First, the coaching. The only difference from last season was the addition of assistant coach John Stevens, in place of Mark Hardy. There is a difference there, though. They’re both defensive-minded coaches, but it seemed that Hardy was more vocal while Stevens takes more of a teacher role. Terry Murray set forth this season with two clear objectives, in no particular order. One, he wanted to give fewer starts to goalie Jonathan Quick, in order to avoid the situation last season in which Quick started 72 games and seemed to fade late in the season. Murray has succeeded there. Two, Murray wanted to open things up offensively, improve the Kings’ 5-on-5 scoring, in particular, and tweak his system so that forwards were more confident, and successful, in carrying the puck into the offensive zone. There have been mixed results there, at best. For the most part, the Kings remain a chip-and-chase team, and when they are able to control the puck and cycle it, they are extremely effective. But the net presence — one of Murray’s favorite buzz terms — has been inconsistent. The Kings don’t have the most skilled group of forwards, so if they’re not causing havoc around the net, they don’t have as much success as they should. Criticism of Murray’s frequent line changing is overblown, but some of his choices — Dwight King on the first line? — have been curious at best. It’s reasonable to ask why it took 42 games for Murray to reunite Anze Kopitar, Ryan Smyth and Justin Williams, but we’ve yet to see if it will work. Murray is a calm, steady leader, and he’s right to say that yelling at his team would only make him feel better, not his players, but at some point, does this team need a jolt, just to shake things up if nothing else?

As for management, Dean Lombardi took his well-known swing at Ilya Kovalchuk last summer and didn’t connect. Perhaps that was the best thing that happened to the Kings last summer. Regardless, once Kovalchuk signed with the New Jersey Devils, twice, Lombardi put all his eggs in his young players’ basket. He added a very nice piece in veteran defenseman Willie Mitchell, and brought in a serviceable role player in Alexei Ponikarovsky, but otherwise Lombardi preached the idea that the Kings would be a better team simply because their young, talented players would be a year older, a year more experienced and a year better. Has it worked? In part.
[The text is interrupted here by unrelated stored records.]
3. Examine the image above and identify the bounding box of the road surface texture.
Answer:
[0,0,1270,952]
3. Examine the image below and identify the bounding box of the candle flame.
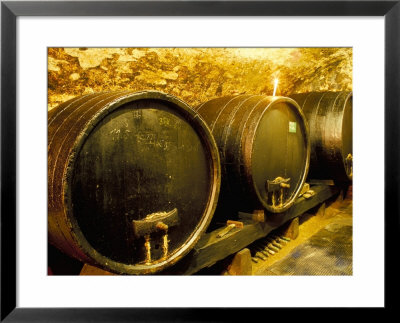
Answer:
[272,79,278,96]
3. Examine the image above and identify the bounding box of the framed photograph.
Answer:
[1,1,400,322]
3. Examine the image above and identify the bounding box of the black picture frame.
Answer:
[1,0,400,322]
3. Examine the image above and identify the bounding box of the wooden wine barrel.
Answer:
[196,95,310,213]
[48,91,220,274]
[290,91,353,182]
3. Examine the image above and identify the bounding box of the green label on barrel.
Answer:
[289,121,296,133]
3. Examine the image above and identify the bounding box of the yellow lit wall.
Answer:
[48,48,352,109]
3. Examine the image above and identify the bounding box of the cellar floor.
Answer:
[252,196,353,276]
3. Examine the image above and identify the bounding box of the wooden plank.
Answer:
[160,185,339,275]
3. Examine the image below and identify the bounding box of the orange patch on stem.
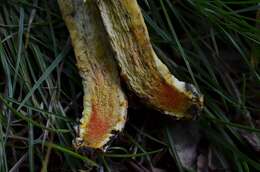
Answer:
[86,103,110,144]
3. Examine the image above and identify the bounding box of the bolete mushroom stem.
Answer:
[58,0,203,148]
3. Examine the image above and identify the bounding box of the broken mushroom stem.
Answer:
[58,0,203,149]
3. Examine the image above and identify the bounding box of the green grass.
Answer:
[0,0,260,172]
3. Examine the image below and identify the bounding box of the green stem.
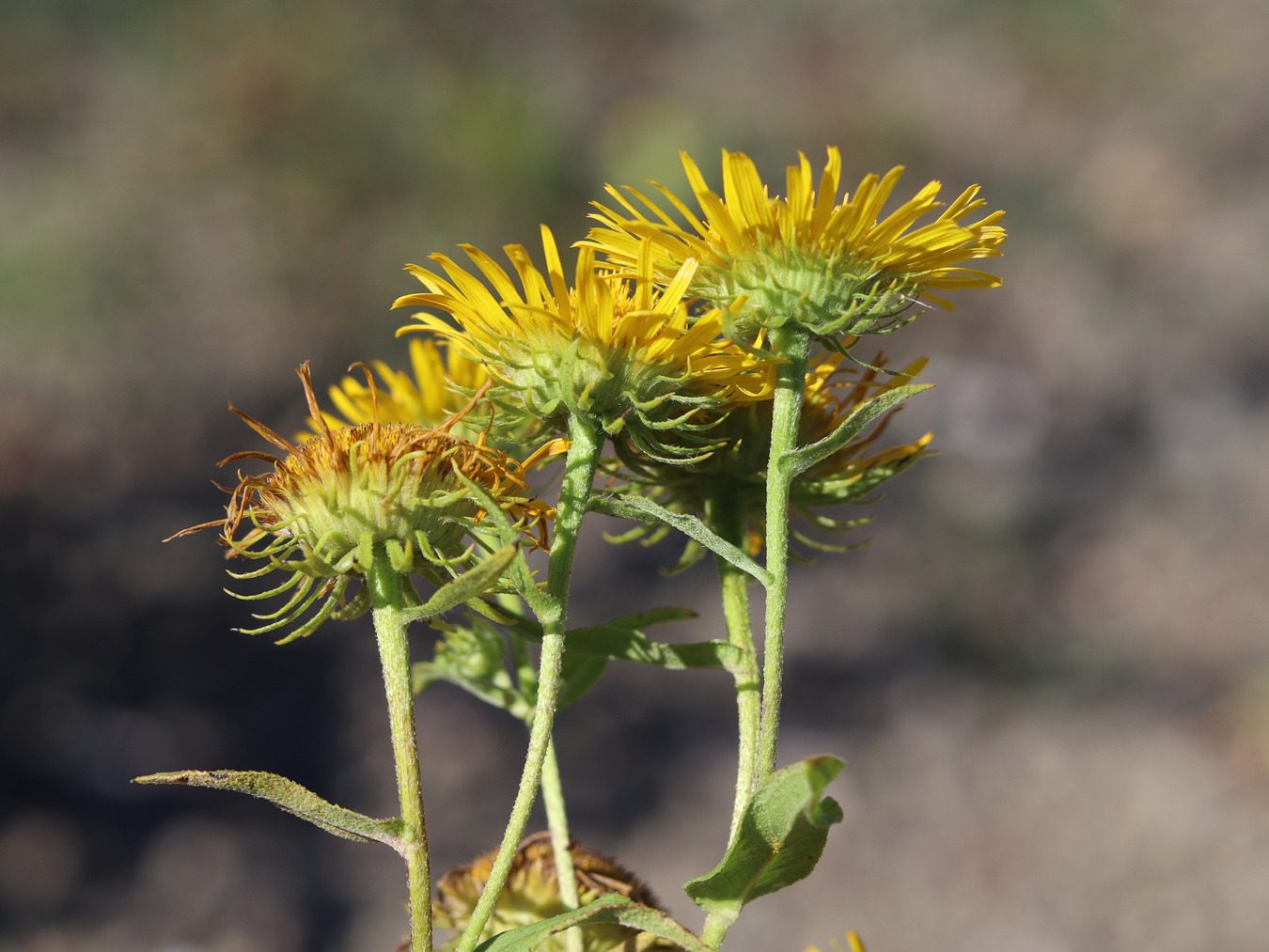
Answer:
[458,416,604,952]
[706,486,761,841]
[368,547,431,952]
[758,326,811,782]
[541,738,583,952]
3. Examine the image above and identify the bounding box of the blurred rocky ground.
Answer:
[0,0,1269,952]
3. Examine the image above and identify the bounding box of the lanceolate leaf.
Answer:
[781,383,934,479]
[565,625,741,672]
[684,757,842,918]
[588,494,771,594]
[476,894,714,952]
[132,771,402,853]
[406,544,518,620]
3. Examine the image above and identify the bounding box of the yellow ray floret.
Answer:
[325,337,489,427]
[583,148,1005,337]
[395,227,772,449]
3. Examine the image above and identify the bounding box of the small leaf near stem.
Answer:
[457,416,604,952]
[684,757,842,948]
[367,544,431,952]
[706,488,761,843]
[590,493,770,585]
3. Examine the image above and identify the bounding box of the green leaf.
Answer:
[565,625,744,673]
[588,500,771,585]
[682,757,842,919]
[781,383,934,479]
[557,651,608,707]
[132,771,403,853]
[410,605,533,718]
[476,894,714,952]
[402,544,519,620]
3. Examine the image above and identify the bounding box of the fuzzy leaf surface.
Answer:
[781,383,934,476]
[588,500,771,585]
[682,757,842,918]
[132,771,401,851]
[406,544,519,620]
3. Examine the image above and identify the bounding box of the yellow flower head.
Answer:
[609,350,932,569]
[321,337,489,431]
[432,833,678,952]
[583,148,1005,339]
[395,226,772,453]
[174,363,555,641]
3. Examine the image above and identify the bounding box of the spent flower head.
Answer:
[178,363,555,641]
[583,148,1005,340]
[432,832,678,952]
[395,226,772,456]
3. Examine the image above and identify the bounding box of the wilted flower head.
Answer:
[395,227,770,455]
[179,363,555,641]
[432,833,678,952]
[583,148,1005,340]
Players such as Jonathan Quick, Anze Kopitar and Dustin Brown, in particular, have stepped up, but Drew Doughty and Wayne Simmonds — while still very young, with plenty of time to improve — have been more stagnant, and a huge hole among the top-six forwards remains. Lombardi’s thought that Scott Parse could fill a top-six role was highly optimistic, and once Parse got hurt, it was clear that there was no solid Plan B. The Kings’ lineup screams for one more consistent scorer — not even a superstar; a consistent 25-to-30-goal scorer would work fine — but so far, Lombardi has been unable to bring in that piece of the puzzle. If he doesn’t, within the next month, there’s going to be a ton of pressure on these young forwards to produce.